The election wasn't a referendum on the American Jobs Act or the Miners Protection Act. It was between Clinton and Trump. Clinton's case was that Trump shouldn't be president because he called a Hispanic lady fat. Maybe she should have campaigned more on jobs and health care for miners.
Post hoc.
Maybe that was your perception at the time, but it wasn't mine. She campaigned on 'stronger together' which is an economic message of "America does best when everyone does well."
My perception of Trump's message was one of either "Because I'm so uniquely great I, and I alone, can fix your problems all by myself" which only a moron can believe or "You white working class people, unlike all other disaffected people, you're not to blame for your economic problems, but these scapegoats: Chinese workers, illegal aliens... are." which only a genuinely deplorable person can support.

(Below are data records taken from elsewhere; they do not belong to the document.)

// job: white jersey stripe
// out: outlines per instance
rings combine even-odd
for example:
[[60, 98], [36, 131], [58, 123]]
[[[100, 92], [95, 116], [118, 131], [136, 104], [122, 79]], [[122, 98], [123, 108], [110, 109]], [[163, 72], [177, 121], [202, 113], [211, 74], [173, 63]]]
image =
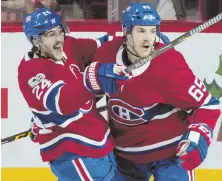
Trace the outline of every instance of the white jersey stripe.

I get your point. These hardworking people are suffering... My point is you can't promise all things to all people and that those who do are lying. And that these people, many of whom frequently said "at least Trump tells it like it is" were really saying "he tells me what I want to hear, and even though, deep down, I know it's probably nonsense, I'm going to vote for it anyway."
And that was even quite a number of them recognized that he was completely unfit to be President and was almost certainly only running to further his own interests.
So, it was hardly a case of as bad as Trump is, I think Hillary Clinton will be even worse, it was a case of "Donald Trump is as bad as a person can be, but I'll still vote for him."
"Stronger Together" was a horsecrap slogan. Why? Because folks saw through it.
Someone who calls 25% of the population "deplorables" doesn't really believer AMERICA is "Stronger Together". What she was saying is that the DEMOCRATIC PARTY is "Stronger Together" when Clintonistas and those Feeling the Bern stand together against the Trumpian Hordes. That's the real meaning of that slogan, and I believe folks figured it out and were not impressed.